Hay un boom de libros musicales, aseguran las editoriales. Uno desearía creerlo, confiando en que alguna se atreva a traducir Warte nicht auf bessre Zeiten!, autobiografía del enemigo público número uno de la República Democrática Alemana (RDA): Wolf Biermann, el cantautor que fue expatriado del paraíso del proletariado por ser, simplificando, demasiado comunista.

Su padre, comunista y judío, trabajaba en el puerto de Hamburgo cuando fue atrapado buscando pruebas sobre la clandestina ayuda nazi al Ejército franquista. Murió en Auschwitz, en 1943. El hijo del mártir pronto se haría notar. Acudió como representante de la República Federal de Alemania (RFA) a la primera cumbre de la FDJ, rama juvenil del comunismo alemán; fue acogido calurosamente por Erich Honecker, futuro secretario general del partido (y, eventualmente, su mayor perseguidor).
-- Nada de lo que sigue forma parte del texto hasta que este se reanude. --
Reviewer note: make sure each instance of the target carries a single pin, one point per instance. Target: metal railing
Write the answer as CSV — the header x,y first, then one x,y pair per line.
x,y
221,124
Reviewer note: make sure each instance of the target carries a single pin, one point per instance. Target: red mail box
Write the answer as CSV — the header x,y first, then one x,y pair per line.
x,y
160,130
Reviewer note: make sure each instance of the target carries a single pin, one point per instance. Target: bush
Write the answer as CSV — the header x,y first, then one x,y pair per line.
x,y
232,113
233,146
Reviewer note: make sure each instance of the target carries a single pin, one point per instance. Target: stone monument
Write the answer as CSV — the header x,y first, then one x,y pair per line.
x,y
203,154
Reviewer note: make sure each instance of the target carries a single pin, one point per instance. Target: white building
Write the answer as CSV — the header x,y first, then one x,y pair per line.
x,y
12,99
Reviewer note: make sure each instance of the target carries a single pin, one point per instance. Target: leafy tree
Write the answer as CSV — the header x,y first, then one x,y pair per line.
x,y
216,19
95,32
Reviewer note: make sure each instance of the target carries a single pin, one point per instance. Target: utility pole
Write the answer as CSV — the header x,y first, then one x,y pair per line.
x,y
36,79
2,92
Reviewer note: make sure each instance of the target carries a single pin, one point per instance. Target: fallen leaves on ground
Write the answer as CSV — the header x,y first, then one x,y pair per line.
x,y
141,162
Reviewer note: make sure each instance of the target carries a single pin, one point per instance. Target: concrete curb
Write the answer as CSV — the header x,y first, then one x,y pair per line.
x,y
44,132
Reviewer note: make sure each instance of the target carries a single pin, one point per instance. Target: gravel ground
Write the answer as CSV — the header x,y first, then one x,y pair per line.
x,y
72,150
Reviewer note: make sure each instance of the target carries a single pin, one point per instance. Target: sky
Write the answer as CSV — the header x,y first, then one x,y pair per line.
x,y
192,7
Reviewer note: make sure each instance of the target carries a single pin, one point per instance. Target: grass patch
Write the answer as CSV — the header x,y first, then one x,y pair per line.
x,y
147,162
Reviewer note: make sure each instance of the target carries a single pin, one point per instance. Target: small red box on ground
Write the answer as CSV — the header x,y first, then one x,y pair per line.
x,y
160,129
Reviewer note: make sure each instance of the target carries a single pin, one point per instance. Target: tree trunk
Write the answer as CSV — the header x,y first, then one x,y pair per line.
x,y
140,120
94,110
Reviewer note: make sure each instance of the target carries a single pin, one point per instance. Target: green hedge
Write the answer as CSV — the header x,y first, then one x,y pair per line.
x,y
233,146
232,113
Mientras millones de alemanes escapaban a Occidente, Wolf prefirió instalarse en la República Democrática Alemana para colaborar en “la construcción del socialismo”. Pero su temperamento resultó incompatible con desfilar al paso de la oca. Fundó un grupo de teatro y su primer montaje (sobre el Muro de Berlín) fue vetado, aunque Wolf defendía su construcción. Disfrutó brevemente de la protección de Hanns Eisler, compositor habitual de Bertolt Brecht, quien le aconsejó dedicarse a las canciones.

Tiene misterio la conversión del creyente Wolf en el disidente Biermann. Se le negó el ingreso en el partido, aparentemente por su vida desordenada: usaba estimulantes de farmacia, era muy promiscuo (llegaría a acumular 10 hijos). ¿Intuyeron que iba por el mal camino cuando empezó a pedir cuentas a la gerontocracia del régimen? ¿Le empujaron a la trinchera al prohibirle cantar?

Inevitablemente, Wolf decidió sacar sus ásperos discos y poemarios en la RFA. De allí llegó una grabadora que le permitió titular un álbum con su dirección (Chausseestraße 131). ¡Como si la Stasi necesitara recordatorios! Había micrófonos por todo el piso, así como agentes en la calle, que no ocultaban su desconcierto ante visitantes como Allen Ginsberg o Joan Baez. Wolf incluso les dedicó una canción cariñosa, Die Stasi-ballade.

Demasiado popular para ser encarcelado, el camarada Honecker dispuso una trampa bochornosa. En 1976, invitado por el poderoso sindicato IG Metall, se le permitió una gira por la RFA. Una vez que cruzó la frontera, le privaron de su condición de ciudadano de la RDA, prohibiéndole retornar al país que había sido su patria 23 años. Escándalo en las dos Alemanias, con protestas y manifiestos. Fue un mal negocio, herr Honecker.

En Occidente siguió la vigilancia de la Stasi. En 1992, cuando Wolf pudo acceder a su expediente, abarcaba 50.000 folios, y revelaba la abundancia de amigos y asociados que, voluntariamente o no, informaron de sus actividades. Y eso que, sabedor de la profusión de espías en las organizaciones de izquierda de la RFA, Biermann prefirió militar en una célula del PCE, formada por exiliados españoles. Le admitieron sin problemas: agradecían su elepé de canciones antifranquistas, Es gibt ein Leben vor dem Tod.

Ya masticaba dudas ideológicas. Había coincidido con veteranos germanos de las Brigadas Internacionales, que se reían cuando les preguntaba por su relación con los trotskistas: “Si sospechábamos que algún brigadista era trosko, le llevábamos de patrulla por la noche y, curioso, ninguno volvía”. Y uno debe parar aquí, justo en la mitad de su vida y de su no menos asombrosa autobiografía. La segunda parte, suele ocurrir, supone la negación de su compromiso anterior.